I'm new to the whole spec and red fishing concept. I've been fishing offshore forever and would like to get into fishing inshore. I live in Daphne, would yall recommend I fish down off of ft morgan or dauphin island this time of year? Or further up in Mobile bay? I have a boat and I plan on going this friday and maybe saturday. Got a popping cork and gulp shrimp setup.

Any help is greatly appreciated. Also - some good tackle shops that I can go to, to get info on spots to fish would be a lot of help. I've down a search but haven't found much info on fishing mobile bay, ft morgan, gulf shores and dauphin island.

I'll be sure to post a report and pictures. Thanks


----------



## PurpleNGold (Mar 15, 2011)

Go to J & Ms in orange beach, they'll set you up. Not sure about DI but around ft Morgan is pretty good. Try the rigs near ft Morgan or Dixie bar. The State Pier in GS kills some nice fish too!


----------



## 90mph (Mar 7, 2009)

This time of year is Spec heaven on your end of the bay. Launch at the causeway and look for the birds between the causeway and north where the power lines cross.


----------



## chadau79 (Aug 2, 2010)

90 mph, what tide is best to fish this time of year around the causeway? Is tide more important, or time of day right now?


----------



## PurpleNGold (Mar 15, 2011)

Specs and reds getting hammered at DI last night, that's the word I'm getting.


----------



## Pier#r (Oct 2, 2007)

You live in Daphne, no need to go so far good fishing and info is on your doorstep.

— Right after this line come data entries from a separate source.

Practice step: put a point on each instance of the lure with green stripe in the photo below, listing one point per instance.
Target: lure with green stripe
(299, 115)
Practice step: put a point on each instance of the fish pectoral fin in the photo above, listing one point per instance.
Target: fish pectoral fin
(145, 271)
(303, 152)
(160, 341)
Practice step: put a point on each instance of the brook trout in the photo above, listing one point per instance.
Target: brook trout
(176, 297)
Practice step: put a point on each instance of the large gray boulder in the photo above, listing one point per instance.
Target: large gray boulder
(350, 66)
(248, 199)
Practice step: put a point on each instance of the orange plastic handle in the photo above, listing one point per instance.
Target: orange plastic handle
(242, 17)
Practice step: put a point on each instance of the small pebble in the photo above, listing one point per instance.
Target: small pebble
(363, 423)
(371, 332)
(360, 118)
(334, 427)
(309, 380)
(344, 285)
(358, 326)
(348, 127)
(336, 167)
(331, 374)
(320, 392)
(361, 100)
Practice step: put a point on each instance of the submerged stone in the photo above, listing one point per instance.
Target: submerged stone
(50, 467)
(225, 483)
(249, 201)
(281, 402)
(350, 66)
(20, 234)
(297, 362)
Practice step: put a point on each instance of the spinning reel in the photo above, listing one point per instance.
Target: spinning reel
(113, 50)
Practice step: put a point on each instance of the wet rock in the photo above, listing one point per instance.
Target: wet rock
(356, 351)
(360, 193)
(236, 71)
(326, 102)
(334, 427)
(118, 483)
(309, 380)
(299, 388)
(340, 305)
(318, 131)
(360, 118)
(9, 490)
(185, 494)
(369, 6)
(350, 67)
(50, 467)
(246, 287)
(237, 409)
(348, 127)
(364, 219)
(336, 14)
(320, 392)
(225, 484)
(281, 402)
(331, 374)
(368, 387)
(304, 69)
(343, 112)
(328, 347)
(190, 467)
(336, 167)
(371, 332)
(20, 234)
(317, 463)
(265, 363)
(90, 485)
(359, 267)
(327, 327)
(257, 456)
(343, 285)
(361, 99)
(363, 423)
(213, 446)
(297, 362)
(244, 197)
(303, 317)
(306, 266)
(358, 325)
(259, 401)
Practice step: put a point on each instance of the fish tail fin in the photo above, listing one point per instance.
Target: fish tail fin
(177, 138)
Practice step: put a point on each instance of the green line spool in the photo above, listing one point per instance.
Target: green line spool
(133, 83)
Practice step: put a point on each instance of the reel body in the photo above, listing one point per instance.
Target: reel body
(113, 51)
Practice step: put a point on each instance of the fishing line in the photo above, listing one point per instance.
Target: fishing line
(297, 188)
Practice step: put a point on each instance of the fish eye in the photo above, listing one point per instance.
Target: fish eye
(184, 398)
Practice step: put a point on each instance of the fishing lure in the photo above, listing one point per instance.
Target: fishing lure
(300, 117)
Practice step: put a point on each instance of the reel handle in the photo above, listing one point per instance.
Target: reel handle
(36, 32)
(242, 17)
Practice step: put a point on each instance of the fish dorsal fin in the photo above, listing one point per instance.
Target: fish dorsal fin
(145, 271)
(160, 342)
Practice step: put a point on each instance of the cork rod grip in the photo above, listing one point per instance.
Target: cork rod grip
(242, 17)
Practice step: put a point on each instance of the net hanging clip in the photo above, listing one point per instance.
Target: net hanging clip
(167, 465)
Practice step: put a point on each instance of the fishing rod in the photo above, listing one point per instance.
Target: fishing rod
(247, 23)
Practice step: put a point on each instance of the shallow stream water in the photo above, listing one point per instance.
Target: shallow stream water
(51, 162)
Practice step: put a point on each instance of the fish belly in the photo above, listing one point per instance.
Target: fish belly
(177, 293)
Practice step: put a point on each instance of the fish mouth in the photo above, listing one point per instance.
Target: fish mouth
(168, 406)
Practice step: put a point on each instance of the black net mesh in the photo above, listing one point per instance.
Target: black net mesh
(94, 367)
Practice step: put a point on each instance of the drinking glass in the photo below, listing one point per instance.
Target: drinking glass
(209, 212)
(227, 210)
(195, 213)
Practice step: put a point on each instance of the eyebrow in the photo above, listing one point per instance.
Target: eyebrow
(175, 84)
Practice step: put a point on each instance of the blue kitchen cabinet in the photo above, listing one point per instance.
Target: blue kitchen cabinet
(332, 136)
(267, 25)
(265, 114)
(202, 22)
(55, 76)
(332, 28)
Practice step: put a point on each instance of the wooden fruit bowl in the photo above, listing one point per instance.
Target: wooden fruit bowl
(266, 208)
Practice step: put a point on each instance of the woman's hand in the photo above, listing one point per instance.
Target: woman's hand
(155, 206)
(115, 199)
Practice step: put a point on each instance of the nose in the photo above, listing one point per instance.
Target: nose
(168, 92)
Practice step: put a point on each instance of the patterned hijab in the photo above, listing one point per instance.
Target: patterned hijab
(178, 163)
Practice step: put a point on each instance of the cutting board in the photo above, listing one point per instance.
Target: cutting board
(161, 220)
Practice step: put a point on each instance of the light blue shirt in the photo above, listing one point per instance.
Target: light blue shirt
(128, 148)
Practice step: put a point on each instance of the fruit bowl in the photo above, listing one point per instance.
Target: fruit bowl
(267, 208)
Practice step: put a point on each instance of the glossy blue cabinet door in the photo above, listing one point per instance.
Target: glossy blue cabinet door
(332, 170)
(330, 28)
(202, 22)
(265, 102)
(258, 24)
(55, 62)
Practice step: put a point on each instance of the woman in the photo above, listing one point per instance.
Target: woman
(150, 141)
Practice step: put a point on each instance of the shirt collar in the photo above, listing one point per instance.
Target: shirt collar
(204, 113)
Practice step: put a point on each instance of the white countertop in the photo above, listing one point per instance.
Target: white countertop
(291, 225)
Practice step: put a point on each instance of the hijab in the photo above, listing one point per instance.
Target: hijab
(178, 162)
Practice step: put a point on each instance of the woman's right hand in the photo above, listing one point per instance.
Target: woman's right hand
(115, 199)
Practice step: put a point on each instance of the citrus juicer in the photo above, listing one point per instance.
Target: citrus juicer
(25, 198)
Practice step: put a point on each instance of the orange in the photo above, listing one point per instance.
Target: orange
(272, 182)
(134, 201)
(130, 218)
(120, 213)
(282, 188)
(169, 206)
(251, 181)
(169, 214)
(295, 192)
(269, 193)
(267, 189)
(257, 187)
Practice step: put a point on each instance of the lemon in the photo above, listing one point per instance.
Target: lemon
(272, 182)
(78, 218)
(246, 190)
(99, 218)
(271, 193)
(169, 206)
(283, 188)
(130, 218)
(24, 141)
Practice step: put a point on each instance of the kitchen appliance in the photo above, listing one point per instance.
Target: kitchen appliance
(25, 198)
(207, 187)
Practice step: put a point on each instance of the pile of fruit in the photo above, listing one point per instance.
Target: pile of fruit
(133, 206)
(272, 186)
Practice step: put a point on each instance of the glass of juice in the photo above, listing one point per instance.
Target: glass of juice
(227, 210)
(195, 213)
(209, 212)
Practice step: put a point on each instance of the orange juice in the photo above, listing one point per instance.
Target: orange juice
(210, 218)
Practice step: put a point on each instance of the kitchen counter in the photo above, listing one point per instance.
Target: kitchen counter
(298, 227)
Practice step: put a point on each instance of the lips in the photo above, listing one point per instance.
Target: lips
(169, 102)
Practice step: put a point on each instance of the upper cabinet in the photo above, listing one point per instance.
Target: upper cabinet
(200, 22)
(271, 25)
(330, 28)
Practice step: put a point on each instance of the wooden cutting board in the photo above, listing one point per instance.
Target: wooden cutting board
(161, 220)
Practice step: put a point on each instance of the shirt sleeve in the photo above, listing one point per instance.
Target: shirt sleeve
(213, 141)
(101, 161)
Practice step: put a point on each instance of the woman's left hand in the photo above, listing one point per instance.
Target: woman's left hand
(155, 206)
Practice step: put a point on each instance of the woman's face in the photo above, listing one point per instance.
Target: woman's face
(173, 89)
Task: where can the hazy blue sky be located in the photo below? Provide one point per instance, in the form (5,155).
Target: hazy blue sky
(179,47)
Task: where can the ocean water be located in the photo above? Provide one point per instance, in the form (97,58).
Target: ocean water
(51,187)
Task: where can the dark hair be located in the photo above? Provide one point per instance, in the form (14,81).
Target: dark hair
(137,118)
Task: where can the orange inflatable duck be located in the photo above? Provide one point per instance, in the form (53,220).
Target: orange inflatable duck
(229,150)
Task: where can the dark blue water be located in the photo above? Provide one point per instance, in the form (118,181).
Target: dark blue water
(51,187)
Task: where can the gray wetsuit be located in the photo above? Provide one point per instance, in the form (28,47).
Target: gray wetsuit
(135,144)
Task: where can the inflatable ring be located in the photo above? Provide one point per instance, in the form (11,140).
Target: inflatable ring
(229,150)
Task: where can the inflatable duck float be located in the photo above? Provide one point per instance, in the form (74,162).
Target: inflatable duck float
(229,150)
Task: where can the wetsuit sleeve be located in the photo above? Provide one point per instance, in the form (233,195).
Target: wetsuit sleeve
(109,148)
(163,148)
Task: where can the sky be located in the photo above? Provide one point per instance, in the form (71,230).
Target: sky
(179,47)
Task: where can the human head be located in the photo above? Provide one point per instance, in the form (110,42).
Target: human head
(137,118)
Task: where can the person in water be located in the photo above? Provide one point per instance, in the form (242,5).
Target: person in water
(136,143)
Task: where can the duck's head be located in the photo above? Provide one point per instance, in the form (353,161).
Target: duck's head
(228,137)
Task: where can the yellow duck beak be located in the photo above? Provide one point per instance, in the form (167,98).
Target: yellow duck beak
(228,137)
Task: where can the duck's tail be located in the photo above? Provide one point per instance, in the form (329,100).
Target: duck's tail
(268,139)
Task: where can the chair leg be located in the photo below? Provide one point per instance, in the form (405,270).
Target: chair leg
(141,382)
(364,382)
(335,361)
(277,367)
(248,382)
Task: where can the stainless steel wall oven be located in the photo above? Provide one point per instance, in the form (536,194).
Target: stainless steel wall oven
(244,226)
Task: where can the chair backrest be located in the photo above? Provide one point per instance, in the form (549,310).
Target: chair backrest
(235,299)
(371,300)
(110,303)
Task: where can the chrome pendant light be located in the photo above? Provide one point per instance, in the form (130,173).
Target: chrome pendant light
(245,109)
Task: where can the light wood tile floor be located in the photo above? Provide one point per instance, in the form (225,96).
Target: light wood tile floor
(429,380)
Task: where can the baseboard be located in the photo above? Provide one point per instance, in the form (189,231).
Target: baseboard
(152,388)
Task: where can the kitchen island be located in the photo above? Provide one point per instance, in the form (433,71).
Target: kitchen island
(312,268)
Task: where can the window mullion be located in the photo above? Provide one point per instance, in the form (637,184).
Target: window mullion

Scott's B&T on the Causeway @ Blakely River in Spanish Fort.
Delta fishing will only get better as the weather and water cool.

Fisherman's Discount on Hwy 98 south of Fairhope is only 5 minutes from the Fish River bridge or Weeks Bay launches.
Either launch gives you access to Fish River and/or Mobile Bay reefs.

:thumbup:


----------



## hewes15 (Sep 8, 2011)

ft.morgan is awesome this time of year..drift dixey bar starting around 6 feet and go from there.. with either live pinfish, big storm lures, or doa's..use about a 3oz egg sinker with a leader..got some nice reds and jacks there last weekend...


----------